Just breathe...

The call came early on a Sunday morning.
My grandfather — a towering man with a barrel chest, some of the biggest hands I’ve ever seen, and a sparkling sheriff’s badge — had succumbed to the heart disease that plagued him his entire adult life.
But it couldn’t be. I had visited him just days before in the hospital. There he sat, smiling and promising to be back behind the wheel of his spit-shined Ford pickup in no time.
I dropped the phone. My “grampa” — my rock — had died. No more stories about the malt shop he and my grandma owned. Never again would he describe the day he met Wilt Chamberlain. Or the time my dad, his son, won the 440 at the Kansas State Track Meet.
Maybe it could all be attributed to my grandpa’s childhood on the farm. Home-cooked, deepfried meals. Lots of salt and even more lard. They made homemade ice cream and buttermilk biscuits the size of your head. And as they grew older, it became habit. Certainly, there was nobody anywhere, anytime who could make a cast-iron skillet full of fried potatoes the way my grandpa could.
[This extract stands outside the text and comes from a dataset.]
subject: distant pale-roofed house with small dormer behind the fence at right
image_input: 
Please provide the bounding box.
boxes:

So that had to be it. His diet. Surely, then, I would be OK. This wasn’t genetics, this was the times. When my grandfather was filling his plate, there were no nutrition labels, no good fats and bad fats. Definitely no trans fats.
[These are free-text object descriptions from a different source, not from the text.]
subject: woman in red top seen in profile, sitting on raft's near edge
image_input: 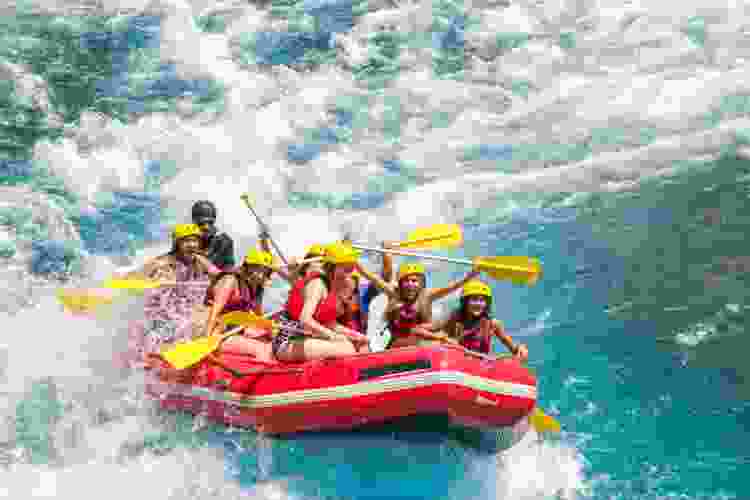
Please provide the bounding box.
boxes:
[272,243,368,362]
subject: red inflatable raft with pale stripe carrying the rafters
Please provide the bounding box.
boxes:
[148,345,537,441]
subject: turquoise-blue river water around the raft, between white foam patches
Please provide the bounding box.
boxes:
[0,2,750,500]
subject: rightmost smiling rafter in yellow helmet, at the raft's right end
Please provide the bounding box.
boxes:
[430,280,529,361]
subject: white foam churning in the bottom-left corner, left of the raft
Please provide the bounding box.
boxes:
[0,290,296,500]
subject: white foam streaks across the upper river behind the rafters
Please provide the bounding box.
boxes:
[17,0,748,227]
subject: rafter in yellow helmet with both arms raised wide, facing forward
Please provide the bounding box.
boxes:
[358,255,480,348]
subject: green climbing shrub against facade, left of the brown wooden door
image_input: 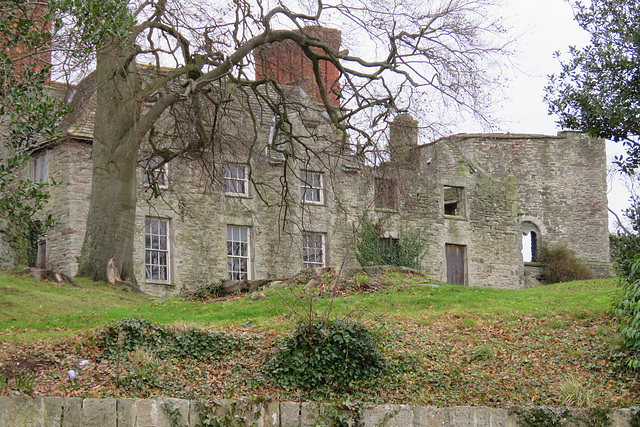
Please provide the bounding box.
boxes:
[355,216,426,270]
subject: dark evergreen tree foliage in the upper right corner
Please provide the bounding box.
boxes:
[546,0,640,173]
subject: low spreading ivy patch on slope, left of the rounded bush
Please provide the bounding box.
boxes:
[98,318,239,360]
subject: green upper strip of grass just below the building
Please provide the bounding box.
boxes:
[0,274,620,339]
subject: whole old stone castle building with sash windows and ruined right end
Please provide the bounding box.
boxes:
[0,26,609,295]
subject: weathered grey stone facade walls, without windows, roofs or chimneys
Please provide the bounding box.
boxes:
[18,108,609,295]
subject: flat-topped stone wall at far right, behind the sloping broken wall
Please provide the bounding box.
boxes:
[440,132,609,274]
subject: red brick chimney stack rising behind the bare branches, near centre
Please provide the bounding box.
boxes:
[255,26,342,107]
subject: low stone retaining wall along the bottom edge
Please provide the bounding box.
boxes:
[0,396,638,427]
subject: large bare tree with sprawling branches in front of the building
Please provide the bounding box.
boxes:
[41,0,504,280]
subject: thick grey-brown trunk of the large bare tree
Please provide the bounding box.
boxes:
[78,43,141,283]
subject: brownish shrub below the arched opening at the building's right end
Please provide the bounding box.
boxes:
[538,246,593,284]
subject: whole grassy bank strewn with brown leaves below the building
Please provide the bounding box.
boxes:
[0,274,640,407]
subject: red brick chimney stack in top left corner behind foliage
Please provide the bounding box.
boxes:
[0,1,51,76]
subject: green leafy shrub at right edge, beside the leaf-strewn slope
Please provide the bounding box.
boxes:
[614,260,640,370]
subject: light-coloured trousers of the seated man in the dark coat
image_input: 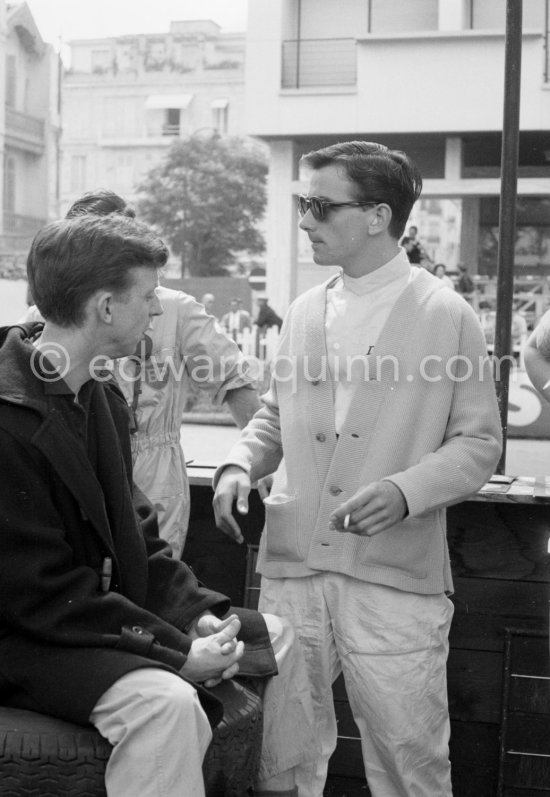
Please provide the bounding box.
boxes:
[90,614,318,797]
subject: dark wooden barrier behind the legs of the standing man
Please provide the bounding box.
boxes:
[188,482,550,797]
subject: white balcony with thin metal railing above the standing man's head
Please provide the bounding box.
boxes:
[246,30,550,140]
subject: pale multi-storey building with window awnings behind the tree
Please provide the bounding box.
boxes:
[62,20,245,215]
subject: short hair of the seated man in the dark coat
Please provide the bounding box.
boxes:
[27,213,168,327]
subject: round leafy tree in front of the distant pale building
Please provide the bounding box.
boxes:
[138,134,267,277]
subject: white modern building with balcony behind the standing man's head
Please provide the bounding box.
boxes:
[246,0,550,312]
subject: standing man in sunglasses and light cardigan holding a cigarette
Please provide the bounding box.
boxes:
[214,141,500,797]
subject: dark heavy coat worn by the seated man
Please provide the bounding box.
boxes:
[0,325,276,723]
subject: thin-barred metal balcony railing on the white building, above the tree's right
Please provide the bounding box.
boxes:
[281,39,357,89]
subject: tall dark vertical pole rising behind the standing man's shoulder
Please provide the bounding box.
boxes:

Still, I worried. If heart disease could topple that man … I arrived for my CT calcium heart scan filled with apprehension. I try to do all the right things — avoid red meat; limit the cheddar; and exercise 30 minutes, five (OK, three) times a week. But what if this did run in families? My family?
After my grandfather passed away, I worried I would be one of those people whose only symptom of heart disease was a fatal heart attack.
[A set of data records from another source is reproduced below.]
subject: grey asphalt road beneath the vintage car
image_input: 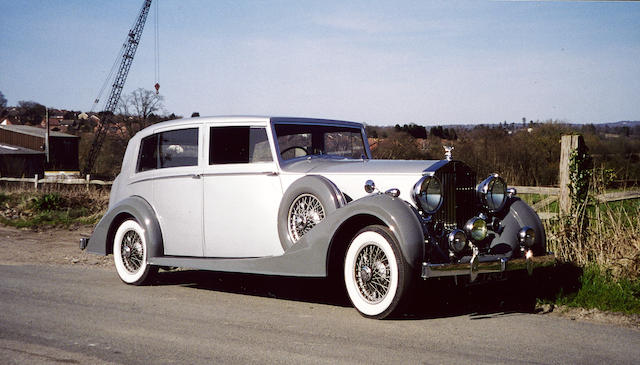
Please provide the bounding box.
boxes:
[0,265,640,364]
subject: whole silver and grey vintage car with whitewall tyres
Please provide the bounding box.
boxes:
[80,116,553,318]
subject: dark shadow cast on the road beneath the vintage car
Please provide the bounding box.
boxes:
[149,267,580,320]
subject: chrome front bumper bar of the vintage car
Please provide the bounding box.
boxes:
[422,253,556,281]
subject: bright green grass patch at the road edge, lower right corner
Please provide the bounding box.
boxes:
[556,265,640,314]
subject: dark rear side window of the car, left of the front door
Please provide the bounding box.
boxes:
[136,128,198,172]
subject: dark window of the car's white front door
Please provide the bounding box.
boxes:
[209,127,272,165]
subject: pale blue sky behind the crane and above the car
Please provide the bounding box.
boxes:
[0,0,640,125]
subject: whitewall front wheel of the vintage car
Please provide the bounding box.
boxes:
[344,225,411,319]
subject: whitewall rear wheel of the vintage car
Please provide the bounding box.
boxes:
[113,220,158,285]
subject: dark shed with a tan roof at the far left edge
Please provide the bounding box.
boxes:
[0,125,80,176]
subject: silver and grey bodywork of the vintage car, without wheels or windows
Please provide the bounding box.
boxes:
[81,116,549,279]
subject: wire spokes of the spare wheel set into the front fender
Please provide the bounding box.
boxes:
[287,194,325,242]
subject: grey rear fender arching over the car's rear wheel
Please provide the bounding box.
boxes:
[87,196,164,257]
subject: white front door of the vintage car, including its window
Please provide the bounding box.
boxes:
[203,126,283,258]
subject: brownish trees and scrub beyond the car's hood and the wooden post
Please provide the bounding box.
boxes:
[367,120,640,186]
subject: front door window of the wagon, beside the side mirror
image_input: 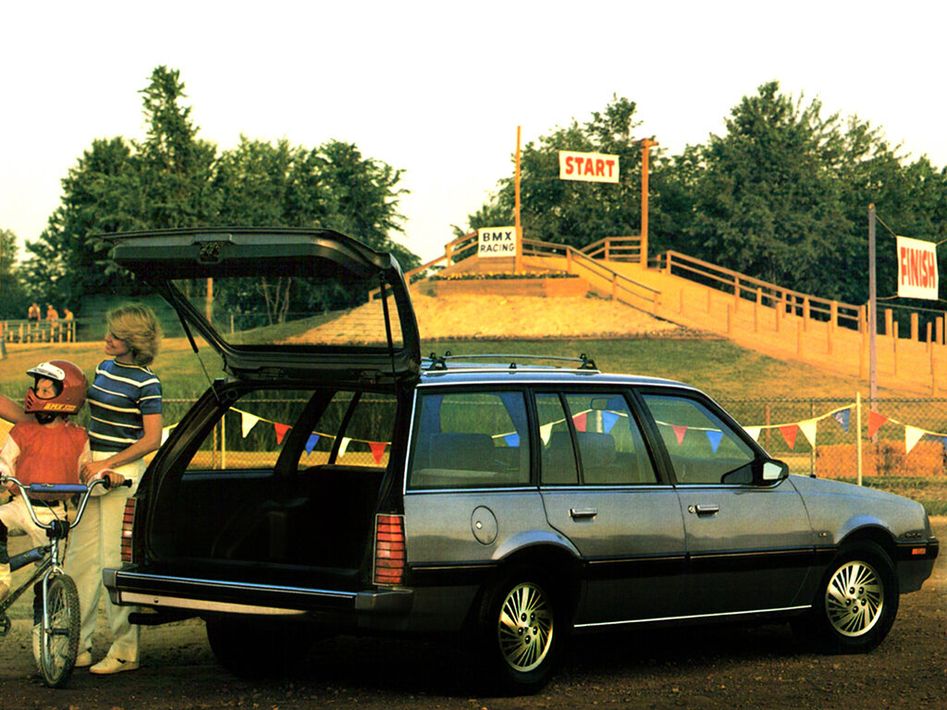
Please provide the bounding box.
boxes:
[644,394,756,483]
The scan would be simple enough. Three deep breaths and, within minutes, the results would reveal the amount of plaque in my nearly 40-year-old arteries. I trembled as the computer images were pulled from the printer. My stomach knotted. But the doctor smiled. There was no buildup. Zero. With diligence and awareness, he said, I could keep things that way.
Secretly, I celebrated. And silently I promised my “grampa” to do just that.